I am trying to draw a 1 or 0 from a bernouli distribution for each row within a list when the value in the first column exceeds 1000.

I believe my current code is drawing a distribution for each dataframe in the list as opposed to doing it for each row. Is there a way I can confirm this? for each row where distance is >1000 I want to draw from the bernouli distribution 1 or 0. each row has its own chance of being 0 or 1

mylistnew<-lapply(mylist, transform, outcome = ifelse(distance > 1000, 
rbinom(length(distance),1,0.8), NA))

I cant see how to change rbinom(length(distance) to be a single draw for row as opposed to the length of the dataframe/if else statement.

Subset of the data:

list(structure(c(775.056695476403, 1414.15314106691, 2509.95923787194, 
1666.71143236238, 585.640129954299, 1169.17884175758, 152.505503148836, 
619.226302243787, 1263.66546590149, 1682.8712425131, -2.86809018002943, 
-2.87220511792857, -2.91236875367306, -2.91236875367306, -2.91137226768259, 
-2.91236875367306, -2.86275243787543, -2.8606012634912, -2.86264610888995, 
-2.86004943151114, 58.2523804031471, 58.2594633464797, 58.1998311185373, 
58.1998311185373, 58.1999333186371, 58.1998311185373, 58.243480631029, 
58.2359999509482, 58.2407966146843, 58.2335609045358, 1, 1, 1, 
1, 1, 1, 1, 1, 1, 1), .Dim = c(10L, 4L), .Dimnames = list(NULL, 
    c("distance", "lon", "lat", "ID"))), structure(c(775.056695476403, 
1414.15314106691, 2509.95923787194, 1666.71143236238, 585.640129954299, 
1169.17884175758, 152.505503148836, 619.226302243787, 1263.66546590149, 
1682.8712425131, -2.86809018002943, -2.87220511792857, -2.91236875367306, 
-2.91236875367306, -2.91137226768259, -2.91236875367306, -2.86275243787543, 
-2.8606012634912, -2.86264610888995, -2.86004943151114, 58.2523804031471, 
58.2594633464797, 58.1998311185373, 58.1998311185373, 58.1999333186371, 
58.1998311185373, 58.243480631029, 58.2359999509482, 58.2407966146843, 
58.2335609045358, 1, 1, 1, 1, 1, 1, 1, 1, 1, 1), .Dim = c(10L, 
4L), .Dimnames = list(NULL, c("distance", "lon", "lat", "ID"))))
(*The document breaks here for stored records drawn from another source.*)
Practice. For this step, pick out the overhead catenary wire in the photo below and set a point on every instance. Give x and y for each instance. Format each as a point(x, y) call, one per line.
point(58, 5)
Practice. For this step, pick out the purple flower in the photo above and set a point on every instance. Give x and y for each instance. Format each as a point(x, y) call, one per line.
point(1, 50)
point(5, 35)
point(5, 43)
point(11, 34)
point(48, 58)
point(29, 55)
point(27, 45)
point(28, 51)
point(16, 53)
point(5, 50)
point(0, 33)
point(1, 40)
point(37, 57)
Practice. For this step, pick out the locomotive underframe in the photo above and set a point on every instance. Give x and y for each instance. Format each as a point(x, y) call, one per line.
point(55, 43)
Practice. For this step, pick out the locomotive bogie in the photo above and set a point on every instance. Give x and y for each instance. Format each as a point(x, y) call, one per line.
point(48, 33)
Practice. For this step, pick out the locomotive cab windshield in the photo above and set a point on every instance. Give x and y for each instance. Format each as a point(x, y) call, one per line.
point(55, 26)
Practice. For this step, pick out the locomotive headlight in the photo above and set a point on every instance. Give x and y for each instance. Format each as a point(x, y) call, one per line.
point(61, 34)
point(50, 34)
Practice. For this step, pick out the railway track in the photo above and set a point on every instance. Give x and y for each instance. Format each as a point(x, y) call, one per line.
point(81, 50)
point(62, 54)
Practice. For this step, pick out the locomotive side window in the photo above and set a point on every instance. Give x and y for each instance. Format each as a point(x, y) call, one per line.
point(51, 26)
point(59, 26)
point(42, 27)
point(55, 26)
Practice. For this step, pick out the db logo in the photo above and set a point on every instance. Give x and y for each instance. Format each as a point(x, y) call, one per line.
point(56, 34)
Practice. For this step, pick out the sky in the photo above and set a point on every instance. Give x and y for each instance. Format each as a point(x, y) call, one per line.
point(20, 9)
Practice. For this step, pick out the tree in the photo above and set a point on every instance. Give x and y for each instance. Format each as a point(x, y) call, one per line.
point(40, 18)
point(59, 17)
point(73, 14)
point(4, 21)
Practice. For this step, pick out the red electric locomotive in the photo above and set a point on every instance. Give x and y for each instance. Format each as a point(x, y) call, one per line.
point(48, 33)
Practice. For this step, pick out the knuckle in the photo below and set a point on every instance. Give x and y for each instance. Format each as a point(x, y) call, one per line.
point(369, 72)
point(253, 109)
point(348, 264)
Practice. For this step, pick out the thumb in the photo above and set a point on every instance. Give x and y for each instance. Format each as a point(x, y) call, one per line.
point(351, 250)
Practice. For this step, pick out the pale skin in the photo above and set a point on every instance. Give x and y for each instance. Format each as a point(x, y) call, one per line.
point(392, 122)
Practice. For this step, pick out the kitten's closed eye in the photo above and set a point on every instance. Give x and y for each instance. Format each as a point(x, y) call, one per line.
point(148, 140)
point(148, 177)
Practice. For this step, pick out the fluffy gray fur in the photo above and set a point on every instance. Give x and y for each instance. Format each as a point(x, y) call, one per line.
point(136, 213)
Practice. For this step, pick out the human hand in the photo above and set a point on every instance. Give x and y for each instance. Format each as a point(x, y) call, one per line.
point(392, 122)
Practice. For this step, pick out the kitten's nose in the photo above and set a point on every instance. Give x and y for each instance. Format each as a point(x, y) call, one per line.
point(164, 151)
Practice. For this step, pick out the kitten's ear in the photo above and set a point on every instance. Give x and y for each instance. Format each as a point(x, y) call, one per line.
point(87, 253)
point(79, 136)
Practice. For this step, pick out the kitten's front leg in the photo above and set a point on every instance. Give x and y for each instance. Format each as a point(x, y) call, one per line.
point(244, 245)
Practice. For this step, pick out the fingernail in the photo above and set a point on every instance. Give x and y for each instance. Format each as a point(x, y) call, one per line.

CodePudding user response：

Well your rbinom produces i.i.d. random variables, so your function is correct. A way to verify would be the following snippet:

set.seed(12123)
n <- 10000
rowSums(                        # [3]
  (mat <- replicate(n,          # [2]
             rbinom(10, 1, 0.8) # [1]
  ))
) / n
# [1] 0.8004 0.7979 0.8025 0.8033 0.7974 0.7988 0.7984 0.7993 0.7990 0.8013

cor(t(mat))
#                [,1]          [,2]          [,3]          [,4]          [,5] [...]
#  [1,]  1.0000000000  0.0028711704  0.0036386366 -0.0003859466  0.0097167804 [...]
# [...]

Explanation

1. Draw 10 bernoulli random variables
2. Repeat this 10000 times (data is then organized as a 10 x 10000 matrix with repetitions in columns and the 10 independent variables in rows)
3. Take the average or each row. As we drew from a bernoulli with p = .8 we would expect an average of around .8 which the reuslts show.
4. If we look at the correlation between the 10 observations, we see that those are all very close to 0, so they are independent.